- From: Jason White <jasonw@ariel.ucs.unimelb.edu.au>
- Date: Fri, 16 Apr 1999 08:52:58 +1000 (AEST)
- To: WAI Markup Guidelines <w3c-wai-gl@w3.org>
Chuck's proposal is a positive development in that it attempts to synthesise several of the issues. My main difficulty with it is that it does not sufficiently develop the point which I made yesterday regarding logical structure. It is not simply a question of whether the reading order is reasonable when the table is presented in a linear form. Equally fundamental is the question of whether the logical structure (paragraphs, lists, quotations, headings, etc.) is retained when the table-related tags are deleted.
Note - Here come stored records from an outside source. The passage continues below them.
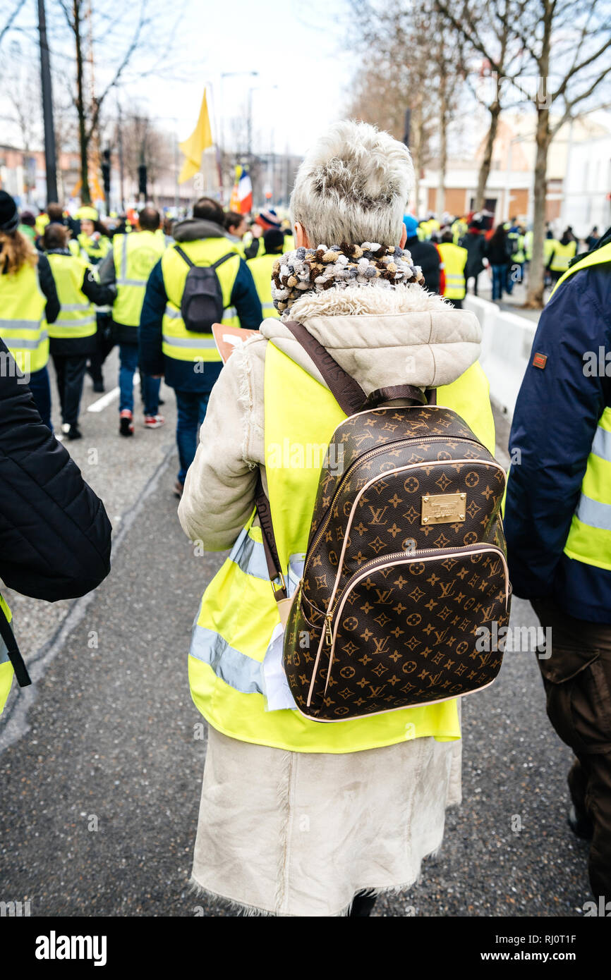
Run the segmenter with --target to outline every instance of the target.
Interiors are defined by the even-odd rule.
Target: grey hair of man
[[[306,154],[290,197],[312,247],[396,245],[414,167],[407,147],[368,122],[331,125]]]

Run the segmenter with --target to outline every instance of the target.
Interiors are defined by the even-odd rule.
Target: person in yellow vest
[[[49,334],[60,312],[51,267],[19,231],[17,205],[0,190],[0,337],[27,378],[36,408],[51,430]]]
[[[123,436],[133,435],[133,375],[138,366],[140,313],[148,277],[166,249],[160,223],[156,208],[142,208],[135,220],[135,233],[116,234],[111,252],[99,267],[100,282],[117,285],[113,335],[119,344],[119,433]],[[145,428],[164,424],[159,414],[160,384],[159,378],[140,371]]]
[[[252,274],[239,246],[228,239],[224,220],[219,202],[202,197],[193,206],[192,218],[177,221],[175,243],[153,267],[140,315],[140,368],[153,377],[163,375],[177,396],[180,463],[177,496],[182,493],[199,426],[222,368],[212,324],[205,324],[200,332],[187,329],[182,319],[182,294],[190,269],[215,267],[223,323],[256,330],[262,318]]]
[[[42,245],[51,266],[60,315],[49,325],[50,353],[62,408],[62,431],[80,439],[78,410],[87,360],[95,351],[94,304],[112,303],[114,286],[101,286],[83,259],[68,248],[70,231],[63,224],[47,224]]]
[[[291,236],[292,237],[292,236]],[[278,318],[280,314],[272,299],[272,272],[278,259],[284,253],[284,242],[286,238],[283,232],[276,228],[270,228],[263,232],[265,252],[258,255],[256,259],[251,259],[248,268],[255,280],[255,286],[261,300],[261,309],[264,318],[272,317]]]
[[[611,229],[554,287],[538,321],[511,435],[514,596],[551,650],[537,658],[547,714],[575,760],[569,825],[589,840],[594,897],[611,895]],[[512,457],[513,458],[513,457]]]
[[[375,897],[363,891],[409,887],[457,800],[455,701],[323,724],[270,701],[265,680],[280,624],[255,514],[258,474],[292,579],[323,459],[312,447],[324,454],[345,417],[285,323],[302,323],[368,394],[438,388],[439,404],[494,449],[477,318],[421,288],[403,249],[411,174],[407,148],[363,122],[335,123],[306,154],[291,196],[297,249],[285,284],[275,278],[280,318],[266,319],[223,368],[178,507],[192,541],[231,548],[190,647],[191,694],[209,725],[192,881],[245,913],[368,915]],[[372,243],[392,251],[393,288],[370,276]],[[324,273],[322,244],[337,252]],[[424,311],[433,336],[418,325]]]
[[[571,231],[567,228],[560,241],[554,241],[550,249],[550,257],[547,261],[547,269],[552,284],[558,282],[569,268],[571,259],[577,255],[577,242]]]
[[[447,228],[441,235],[441,241],[437,245],[441,262],[443,263],[443,272],[445,285],[443,295],[449,300],[457,310],[462,309],[463,300],[467,291],[467,281],[465,278],[465,266],[469,258],[469,252],[462,245],[454,245],[452,232]]]

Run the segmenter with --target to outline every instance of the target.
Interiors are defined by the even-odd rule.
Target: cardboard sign
[[[223,323],[212,324],[212,335],[223,364],[228,363],[235,348],[243,344],[249,337],[254,337],[258,330],[242,330],[241,326],[225,326]]]

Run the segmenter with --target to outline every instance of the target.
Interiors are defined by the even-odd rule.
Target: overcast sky
[[[0,0],[0,20],[12,2]],[[120,9],[109,0],[92,0],[92,6],[98,16]],[[58,0],[46,0],[46,7],[55,84],[61,87],[66,80],[72,84],[72,64],[64,71],[63,63],[68,68],[74,58],[74,41],[66,35]],[[154,50],[132,58],[121,91],[127,112],[137,102],[161,127],[184,139],[196,122],[208,84],[213,135],[221,141],[224,116],[229,144],[231,117],[245,117],[252,87],[253,149],[269,152],[274,143],[279,153],[288,146],[297,154],[331,121],[344,115],[354,70],[354,57],[345,43],[345,0],[149,0],[149,10],[155,8],[162,14],[155,20]],[[131,3],[127,18],[135,17],[137,9],[137,2]],[[34,0],[27,0],[17,25],[21,30],[3,43],[5,73],[19,71],[25,76],[37,71]],[[94,44],[97,94],[110,76],[109,59],[123,54],[128,26],[127,20],[120,28],[122,34],[110,35],[110,43],[107,35],[104,43]],[[96,33],[104,33],[99,23]],[[21,53],[13,58],[16,44]],[[153,58],[159,64],[157,73],[135,77],[137,70],[150,68]],[[258,72],[258,75],[222,80],[222,74],[230,72]],[[65,99],[68,92],[61,94]],[[114,95],[106,108],[107,113],[111,111],[115,112]],[[7,123],[6,116],[14,112],[0,85],[0,118],[3,115],[0,141],[19,139],[19,130],[16,133]]]

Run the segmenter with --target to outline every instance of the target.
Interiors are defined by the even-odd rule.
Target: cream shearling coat
[[[480,352],[477,318],[420,286],[351,286],[307,295],[303,322],[367,394],[383,385],[448,384]],[[186,476],[178,517],[209,550],[229,548],[254,506],[264,467],[268,340],[319,381],[280,320],[224,368]],[[324,382],[323,382],[324,383]],[[355,894],[408,888],[460,803],[462,742],[420,738],[352,755],[302,754],[210,729],[193,884],[246,914],[331,916]],[[304,827],[307,823],[307,831]]]

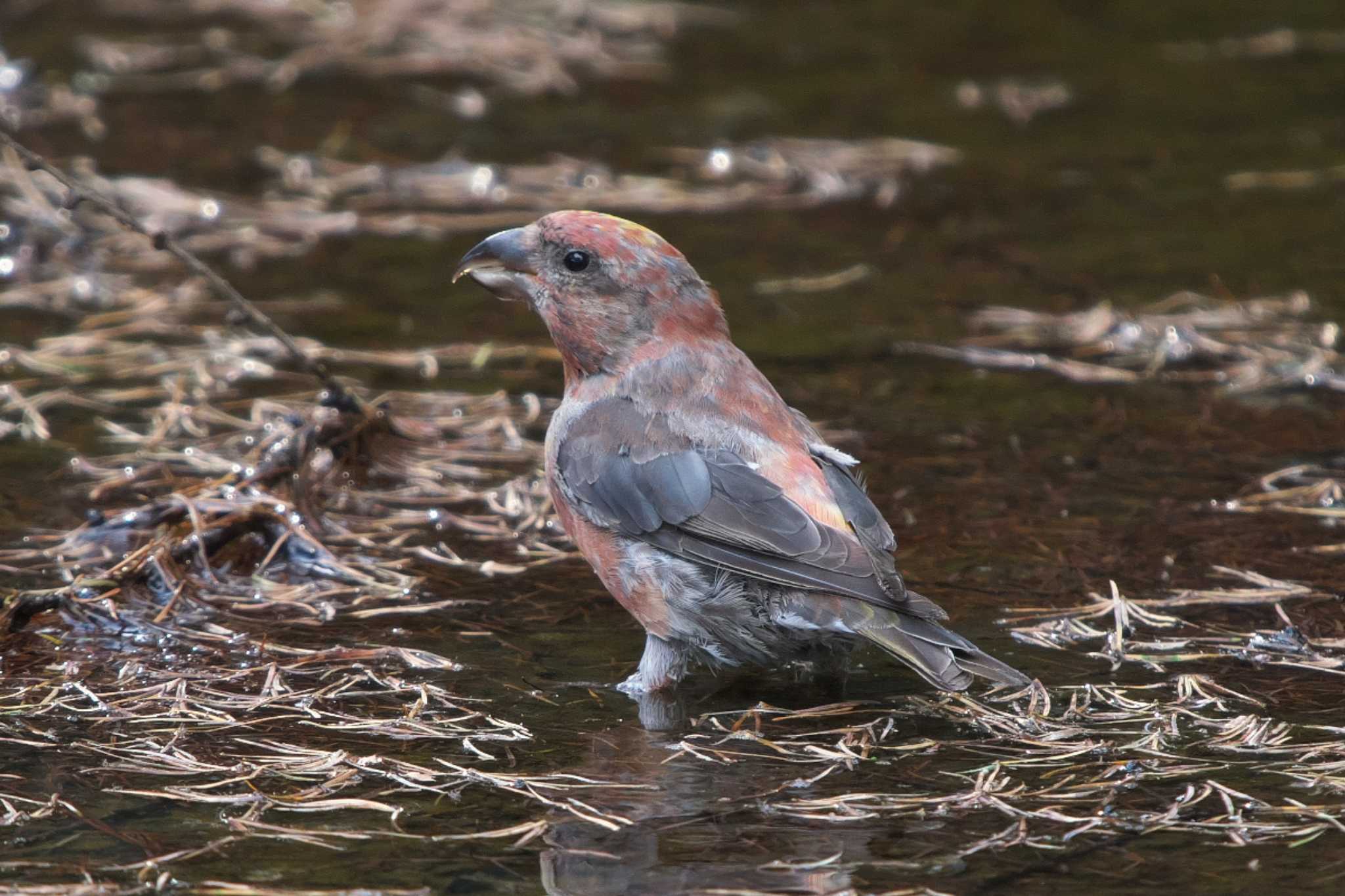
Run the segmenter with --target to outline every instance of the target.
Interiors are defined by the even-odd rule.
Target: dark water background
[[[1127,308],[1180,289],[1237,297],[1305,289],[1315,314],[1338,318],[1345,313],[1345,191],[1231,192],[1224,176],[1345,161],[1345,56],[1173,62],[1162,44],[1282,26],[1341,30],[1345,8],[1138,0],[765,1],[738,8],[740,26],[698,30],[671,47],[666,82],[585,85],[570,99],[500,97],[476,122],[418,106],[405,83],[325,79],[303,81],[278,95],[230,89],[109,98],[105,141],[52,136],[44,144],[59,154],[93,154],[106,173],[161,173],[237,192],[261,183],[262,172],[250,161],[254,146],[313,150],[336,128],[348,129],[342,152],[356,160],[433,160],[456,149],[477,160],[529,161],[565,152],[627,169],[648,167],[655,146],[768,134],[890,134],[956,146],[963,164],[913,183],[890,210],[843,204],[642,222],[681,247],[721,290],[737,341],[791,404],[855,434],[846,447],[865,459],[876,502],[908,523],[897,535],[909,578],[948,607],[956,629],[1044,681],[1100,682],[1112,674],[1076,653],[1046,656],[1013,643],[994,625],[999,609],[1077,602],[1108,579],[1132,596],[1206,586],[1213,564],[1333,588],[1338,560],[1291,551],[1333,540],[1319,524],[1209,509],[1212,498],[1236,493],[1262,473],[1345,450],[1345,423],[1329,396],[1252,400],[1159,386],[1073,386],[982,375],[893,356],[889,347],[904,339],[954,339],[963,332],[963,316],[986,304],[1072,310],[1110,298]],[[125,26],[91,20],[82,4],[55,4],[3,39],[13,55],[69,70],[77,64],[73,30],[112,35]],[[1059,78],[1073,91],[1073,103],[1026,126],[990,109],[956,105],[960,82],[1006,77]],[[303,258],[233,277],[257,298],[338,293],[347,302],[343,313],[285,321],[335,344],[542,341],[541,325],[519,308],[475,287],[449,289],[453,262],[473,242],[330,242]],[[876,266],[877,275],[841,292],[767,297],[752,289],[763,278],[858,262]],[[59,328],[59,321],[16,314],[4,334],[26,341]],[[451,373],[441,384],[560,391],[558,371],[545,365]],[[0,443],[0,533],[12,539],[27,525],[63,527],[77,519],[78,497],[48,476],[71,447],[97,450],[89,434],[91,429],[71,423],[59,433],[65,442]],[[457,635],[473,623],[463,618],[417,619],[406,643],[467,664],[455,686],[496,699],[502,715],[537,733],[526,748],[529,768],[659,786],[625,806],[643,819],[632,832],[603,838],[577,825],[557,830],[561,845],[616,853],[621,861],[549,852],[539,868],[537,850],[490,844],[387,841],[328,853],[264,842],[249,845],[246,862],[237,854],[196,860],[192,877],[285,887],[434,883],[460,893],[781,885],[794,888],[788,892],[846,885],[876,892],[912,884],[970,893],[1034,861],[983,852],[964,866],[912,870],[893,862],[919,866],[923,856],[937,852],[943,834],[936,826],[811,826],[720,813],[720,798],[775,786],[779,770],[757,779],[760,770],[746,766],[660,764],[668,755],[666,736],[646,732],[623,696],[607,690],[589,697],[569,686],[620,680],[643,641],[580,562],[471,590],[471,596],[498,599],[499,609],[484,618],[502,626],[516,650]],[[533,603],[545,606],[538,618],[564,621],[530,623],[521,609]],[[1274,625],[1270,609],[1228,613],[1245,627]],[[1332,634],[1330,626],[1338,630],[1342,621],[1333,610],[1317,621],[1326,626],[1318,633]],[[804,707],[830,699],[760,670],[728,682],[705,678],[698,676],[690,689],[697,712],[756,700]],[[1340,724],[1336,680],[1251,669],[1239,670],[1237,680],[1251,692],[1274,695],[1279,717]],[[534,688],[561,705],[522,693]],[[916,689],[881,658],[865,657],[847,696],[881,699]],[[912,736],[939,729],[937,723],[928,732],[912,724]],[[81,787],[50,758],[4,754],[4,771],[46,778],[52,790]],[[893,776],[897,786],[927,785],[937,772],[936,759],[865,767],[834,790],[890,789]],[[1236,786],[1236,775],[1228,783]],[[78,802],[105,813],[108,823],[137,830],[200,826],[218,833],[208,807],[97,794]],[[414,826],[420,833],[452,830],[464,817],[502,826],[534,814],[534,807],[502,807],[488,791],[468,791],[460,802],[425,806]],[[985,833],[1003,823],[987,822]],[[143,857],[124,842],[74,829],[67,841],[42,850],[47,860]],[[807,860],[837,852],[850,870],[812,872],[811,879],[798,873],[788,881],[759,870],[779,856]],[[1342,869],[1340,834],[1299,850],[1224,849],[1154,836],[1080,853],[1011,888],[1338,892],[1340,880],[1329,879]]]

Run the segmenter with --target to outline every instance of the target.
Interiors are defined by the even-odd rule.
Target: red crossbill
[[[690,660],[777,664],[859,639],[946,690],[1026,682],[905,587],[858,462],[780,399],[658,234],[560,211],[483,240],[464,274],[527,302],[564,359],[546,477],[565,531],[647,633],[623,690],[671,686]]]

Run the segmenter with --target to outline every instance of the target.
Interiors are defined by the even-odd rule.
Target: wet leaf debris
[[[1302,292],[1245,301],[1181,292],[1134,312],[1110,302],[1065,314],[990,306],[971,316],[975,334],[956,345],[898,343],[894,351],[1076,383],[1345,391],[1340,325],[1307,320],[1311,308]]]

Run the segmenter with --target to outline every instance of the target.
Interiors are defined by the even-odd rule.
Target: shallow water
[[[58,69],[73,64],[75,8],[56,4],[4,34],[7,48]],[[1015,643],[995,625],[1002,609],[1076,603],[1108,580],[1131,596],[1205,587],[1215,564],[1334,587],[1338,560],[1293,549],[1338,537],[1322,525],[1210,509],[1210,500],[1268,470],[1338,454],[1345,420],[1329,396],[1248,400],[1158,386],[1073,386],[894,356],[890,344],[954,339],[963,332],[962,316],[985,304],[1071,310],[1110,298],[1138,306],[1178,289],[1212,290],[1215,282],[1239,297],[1305,289],[1322,320],[1345,314],[1340,188],[1224,185],[1236,171],[1341,163],[1341,56],[1171,62],[1161,51],[1169,42],[1280,26],[1341,30],[1338,4],[1276,4],[1272,13],[1228,4],[1026,3],[1010,12],[998,4],[878,1],[752,3],[741,11],[732,30],[681,39],[664,83],[592,85],[574,99],[502,97],[479,122],[430,114],[410,102],[404,85],[301,82],[280,95],[239,89],[113,98],[102,144],[69,134],[42,142],[94,154],[105,172],[164,173],[238,191],[260,181],[249,161],[256,145],[311,150],[334,122],[348,125],[352,159],[428,160],[457,148],[503,161],[558,150],[631,167],[647,161],[652,146],[763,134],[894,134],[954,145],[966,153],[963,164],[911,184],[890,210],[845,204],[642,220],[721,290],[737,341],[787,400],[853,433],[843,447],[865,459],[878,506],[904,520],[896,528],[908,579],[944,603],[954,627],[1044,682],[1161,676],[1112,673],[1077,652]],[[124,28],[79,20],[79,30]],[[1073,103],[1018,126],[993,109],[955,102],[963,81],[1005,77],[1059,78]],[[453,261],[472,242],[346,240],[231,275],[253,297],[339,293],[348,304],[342,314],[285,321],[338,344],[406,344],[408,321],[416,344],[541,341],[537,321],[516,306],[473,287],[448,287]],[[842,292],[772,297],[752,289],[764,278],[858,262],[877,274]],[[40,332],[59,332],[59,322],[26,320],[17,336],[5,325],[13,341]],[[440,384],[542,394],[560,387],[558,371],[546,365],[444,375]],[[0,531],[11,540],[27,525],[78,519],[78,496],[42,477],[63,463],[70,446],[97,446],[82,420],[59,437],[65,443],[0,443]],[[429,884],[456,893],[833,893],[911,885],[955,893],[1141,887],[1241,893],[1271,885],[1336,892],[1332,877],[1345,869],[1340,833],[1299,849],[1231,849],[1217,838],[1154,834],[1060,852],[987,849],[948,861],[958,845],[1007,821],[972,813],[824,823],[761,811],[746,798],[818,770],[666,762],[678,735],[647,731],[632,703],[597,686],[628,673],[643,637],[582,563],[473,582],[467,591],[490,604],[479,614],[418,618],[401,634],[342,626],[320,634],[399,638],[463,662],[449,686],[492,699],[503,717],[534,732],[533,742],[514,747],[521,768],[651,785],[603,803],[635,825],[604,833],[560,819],[545,846],[519,850],[494,841],[362,841],[343,852],[252,841],[246,862],[225,852],[184,864],[175,876],[274,887]],[[1315,633],[1340,633],[1336,603],[1290,611]],[[1278,625],[1268,607],[1223,614],[1231,627]],[[482,627],[498,637],[461,634]],[[863,654],[845,699],[882,704],[920,690],[881,657]],[[1341,724],[1334,677],[1228,665],[1180,670],[1206,669],[1268,696],[1276,717]],[[699,673],[685,709],[697,715],[759,700],[803,708],[837,699],[784,672],[748,670],[721,681]],[[909,728],[901,739],[948,733],[948,723],[936,719],[900,721]],[[434,755],[433,744],[408,742],[404,758]],[[0,850],[15,860],[132,862],[147,854],[134,842],[141,837],[164,852],[218,836],[218,810],[102,795],[97,782],[71,774],[59,751],[0,744],[0,772],[43,782],[122,834],[74,823],[0,832]],[[943,772],[967,767],[937,755],[902,758],[838,772],[808,795],[939,787]],[[1263,797],[1309,798],[1278,779],[1244,778],[1233,771],[1221,780],[1255,783]],[[416,803],[405,827],[461,833],[537,814],[534,805],[467,790],[459,801]],[[838,853],[837,862],[811,869],[765,866]]]

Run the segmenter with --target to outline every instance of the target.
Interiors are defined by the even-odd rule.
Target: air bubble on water
[[[495,172],[490,165],[477,165],[476,171],[472,172],[472,183],[468,189],[472,191],[473,196],[484,196],[491,191],[491,184],[495,181]]]
[[[0,90],[13,90],[23,83],[23,69],[15,64],[0,66]]]

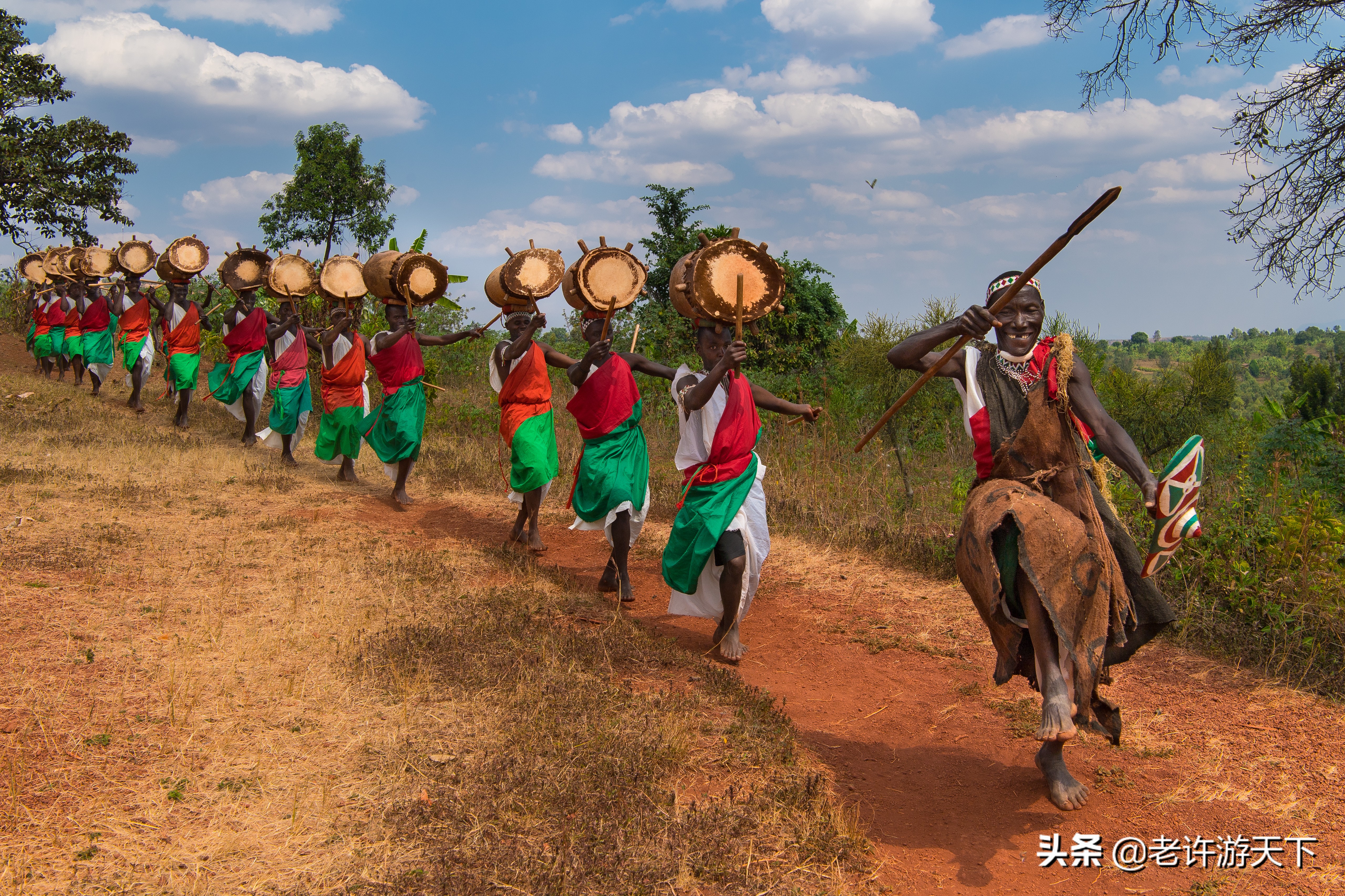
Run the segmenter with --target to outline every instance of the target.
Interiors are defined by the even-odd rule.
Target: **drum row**
[[[755,321],[780,308],[784,294],[784,271],[767,254],[767,244],[753,244],[729,236],[712,239],[698,234],[699,247],[672,266],[668,298],[685,317],[732,324]],[[317,293],[330,302],[363,300],[373,294],[385,304],[428,305],[448,292],[451,278],[443,262],[428,253],[382,251],[367,262],[359,255],[335,255],[315,267],[299,253],[272,258],[256,246],[237,249],[225,255],[218,267],[221,282],[235,293],[262,286],[277,298],[300,298]],[[534,240],[522,251],[504,251],[508,261],[486,278],[486,297],[510,310],[535,308],[557,289],[576,309],[607,313],[625,308],[646,292],[648,269],[624,249],[608,246],[599,236],[593,249],[578,240],[580,258],[565,266],[561,253],[539,249]],[[210,247],[195,234],[168,243],[163,253],[132,236],[116,249],[102,246],[58,246],[46,253],[32,253],[19,262],[19,273],[32,283],[54,278],[105,278],[122,274],[140,279],[151,270],[163,282],[186,282],[206,270]]]

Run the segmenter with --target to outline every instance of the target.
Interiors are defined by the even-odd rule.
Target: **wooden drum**
[[[235,293],[258,289],[266,282],[266,266],[270,265],[270,255],[256,246],[243,249],[238,243],[234,251],[225,255],[219,262],[219,282]]]
[[[332,255],[323,262],[317,275],[317,292],[328,301],[335,298],[364,298],[364,266],[355,255]]]
[[[599,240],[601,244],[592,250],[582,239],[578,240],[584,254],[566,269],[561,279],[561,292],[570,308],[593,308],[600,312],[605,312],[609,305],[625,308],[644,289],[648,271],[631,254],[633,243],[617,249],[608,246],[605,236],[599,236]]]
[[[266,292],[276,298],[303,298],[317,289],[317,271],[303,255],[281,255],[266,265]]]
[[[30,283],[50,283],[46,269],[42,266],[42,253],[28,253],[19,259],[19,275]]]
[[[117,270],[130,278],[143,277],[155,269],[159,257],[153,246],[143,239],[130,238],[129,242],[117,243]]]
[[[668,297],[691,318],[733,324],[737,317],[737,279],[742,275],[742,321],[765,317],[784,296],[784,270],[760,246],[738,239],[737,228],[725,239],[699,234],[701,247],[672,266]]]

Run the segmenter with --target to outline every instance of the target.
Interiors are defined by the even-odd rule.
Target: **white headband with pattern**
[[[990,301],[990,297],[998,293],[1005,286],[1013,286],[1014,283],[1017,283],[1020,277],[1022,277],[1022,274],[1014,274],[1013,277],[1005,277],[1002,279],[997,279],[995,282],[990,283],[990,286],[986,289],[986,301]],[[1036,277],[1028,281],[1028,286],[1032,286],[1034,290],[1037,290],[1037,294],[1041,294],[1041,281],[1037,279]]]

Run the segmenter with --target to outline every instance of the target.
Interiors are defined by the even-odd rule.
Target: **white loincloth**
[[[702,463],[710,457],[710,445],[714,443],[714,430],[718,429],[720,418],[724,415],[724,407],[728,403],[725,391],[716,388],[710,400],[705,403],[705,407],[699,411],[693,411],[690,419],[687,419],[682,400],[677,394],[677,384],[687,375],[697,377],[697,380],[703,379],[703,375],[691,371],[686,364],[682,364],[672,377],[671,392],[672,402],[678,408],[677,422],[679,434],[674,462],[679,470]],[[765,465],[757,457],[756,481],[752,482],[746,498],[742,500],[742,506],[738,508],[738,512],[733,516],[733,521],[725,529],[725,532],[741,532],[742,547],[746,551],[744,557],[746,568],[742,576],[742,595],[738,599],[738,622],[742,621],[752,607],[752,600],[756,598],[757,588],[761,584],[761,566],[765,563],[767,555],[771,553],[771,529],[765,520],[765,490],[761,488],[764,478]],[[671,592],[668,598],[668,614],[722,619],[724,600],[720,596],[720,578],[722,575],[724,567],[716,566],[714,553],[710,553],[705,562],[705,568],[701,570],[701,578],[697,579],[695,592]]]

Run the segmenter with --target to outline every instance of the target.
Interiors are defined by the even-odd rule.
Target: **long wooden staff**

A logical reading order only amounts to limited accessibility; knowing where the headings, list items, paragraph breaks, etc., occur in the document is very important, for purposes of transformation to braille and audio, for structural navigation and for comprehension when a document is presented in a serial medium. This is a priority 2, not a priority 3 issue. Thus I would emphasise correct structure as well as a logical reading order, and if this could be achieved succinctly (together with the existing requirement that only single-column tables be used), it would be possible to permit layout tables under these precise conditions only, and to add a note discouraging their use. I think that Chuck's position is very close to mine, the only remaining point of difference being the need to emphasise the importance of using correct structural markup within the table cells (as in the W3C home page) so that properly structured and semantically rich markup is present, and can be relied upon to format the document appropriately in ifferent media when the table-related tags are deleted.